La plénière de la chambre civile de la Cour suprême a prononcé trois peines pertinentes pour le secteur de l'hospitalité et de la restauration. Tous rejettent les entrepreneurs indemnisés pour les fermetures obligatoires pendant la pandémie, considérant que leurs politiques multi-risques ne couvraient pas cette hypothèse.

Compte tenu du poids du tourisme et de l'hospitalité dans notre économie, il est pratique de comprendre la portée de cette doctrine.

Qu'est-ce qui a été discuté dans ces cas?

Les entreprises touchées – les restaurants et autres – avaient des politiques multi-risques qui comprenaient une clause de «perte de prestations», qui garantissait une rémunération quotidienne pendant un certain temps si l'entreprise était paralysée. Compte tenu de la fermeture forcée décrétée en 2020, beaucoup ont compris que cette couverture devrait être activée, après avoir interrompu son activité et ses revenus.

Cependant, les assureurs ont refusé de payer, affirmant qu'une telle couverture n'était activée que si la paralysie était due à une sinistre couverte par la politique (incendie, vol, inondation, etc.), et non par une ordonnance administrative générale telle que le confinement.

Qu'a dit la Cour suprême?

La Cour suprême donne la raison aux assureurs. Selon son interprétation, la couverture des pertes de prestations n'est pas autonome, mais accessoire: il n'est activé que s'il y a des dommages matériels couverts par la politique. S'il n'y a pas d'accident, le droit à l'indemnisation n'est pas né.

Ce n'est pas, selon la Cour, une interprétation surprise ou exceptionnelle, mais le fonctionnement habituel de ce type d'assurance. Il est consolidé que la perte de prestations n'est couverte que lorsqu'elle dérive d'un sinistre attendu.

Cette limitation est-elle valable, même si l'assuré ne l'acceptera pas expressément?

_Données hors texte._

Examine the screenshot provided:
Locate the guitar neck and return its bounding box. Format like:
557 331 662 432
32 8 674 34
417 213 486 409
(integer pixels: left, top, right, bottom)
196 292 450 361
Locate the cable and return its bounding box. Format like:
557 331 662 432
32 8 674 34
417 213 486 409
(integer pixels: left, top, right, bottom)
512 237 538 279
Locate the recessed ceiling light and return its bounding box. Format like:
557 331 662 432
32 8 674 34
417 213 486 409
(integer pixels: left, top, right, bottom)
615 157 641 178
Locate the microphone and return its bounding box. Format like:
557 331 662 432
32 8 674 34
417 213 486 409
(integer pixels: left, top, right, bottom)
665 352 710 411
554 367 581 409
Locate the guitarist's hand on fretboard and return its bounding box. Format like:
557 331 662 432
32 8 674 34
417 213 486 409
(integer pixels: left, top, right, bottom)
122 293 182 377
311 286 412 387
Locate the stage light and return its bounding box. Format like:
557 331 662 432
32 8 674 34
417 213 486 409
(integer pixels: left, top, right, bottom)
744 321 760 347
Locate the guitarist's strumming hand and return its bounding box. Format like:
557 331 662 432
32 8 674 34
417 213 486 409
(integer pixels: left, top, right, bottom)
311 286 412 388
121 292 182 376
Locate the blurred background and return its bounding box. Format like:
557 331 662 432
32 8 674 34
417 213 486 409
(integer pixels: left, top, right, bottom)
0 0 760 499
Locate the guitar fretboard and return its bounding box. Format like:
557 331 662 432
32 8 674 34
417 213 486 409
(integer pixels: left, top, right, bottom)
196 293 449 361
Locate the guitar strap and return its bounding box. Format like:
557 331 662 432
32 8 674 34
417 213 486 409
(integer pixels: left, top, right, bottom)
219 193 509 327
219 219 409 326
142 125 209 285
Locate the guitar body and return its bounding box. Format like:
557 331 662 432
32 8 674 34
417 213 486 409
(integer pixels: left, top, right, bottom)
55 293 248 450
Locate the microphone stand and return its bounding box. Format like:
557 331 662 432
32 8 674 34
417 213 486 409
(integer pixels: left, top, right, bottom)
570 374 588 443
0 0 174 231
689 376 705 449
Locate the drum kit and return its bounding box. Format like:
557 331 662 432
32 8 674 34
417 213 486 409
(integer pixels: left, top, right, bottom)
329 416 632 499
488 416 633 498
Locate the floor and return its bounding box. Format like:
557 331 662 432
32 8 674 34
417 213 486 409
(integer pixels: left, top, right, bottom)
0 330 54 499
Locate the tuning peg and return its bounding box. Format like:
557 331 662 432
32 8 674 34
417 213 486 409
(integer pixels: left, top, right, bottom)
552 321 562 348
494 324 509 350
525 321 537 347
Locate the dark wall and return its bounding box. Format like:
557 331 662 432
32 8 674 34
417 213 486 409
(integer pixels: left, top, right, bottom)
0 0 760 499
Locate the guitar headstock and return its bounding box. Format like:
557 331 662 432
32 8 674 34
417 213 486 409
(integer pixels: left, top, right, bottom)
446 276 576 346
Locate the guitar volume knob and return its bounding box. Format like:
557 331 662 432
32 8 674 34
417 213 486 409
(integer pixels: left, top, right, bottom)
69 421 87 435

Oui. Le tribunal distingue les clauses limitantes et délimites. Les premiers droits restreints de l'assuré et doivent être acceptés par écrit. Ce dernier, en revanche, définit ce qui est couvert et ce qui ne nécessite pas, et ne nécessite pas une acceptation importante.

Ici, la Cour suprême comprend que lier la perte de prestations aux dommages matériels est une délimitation des risques, et non une limitation des droits. Par conséquent, sa validité ne dépend pas d'une acceptation expresse.

Et si la politique parlait de «risques étendus»?

Dans la troisième phrase (STS 604/2025), il a été analysé si cette expression pouvait inclure des situations telles que la pandémie. Le tribunal conclut que non: il fait référence à des allégations spécifiques telles que le vandalisme ou les phénomènes naturels, et non paralysants pour les causes administratives générales. La fermeture Covid-19 ne peut pas non plus être considérée comme couverte.

Que devraient faire les entrepreneurs du secteur?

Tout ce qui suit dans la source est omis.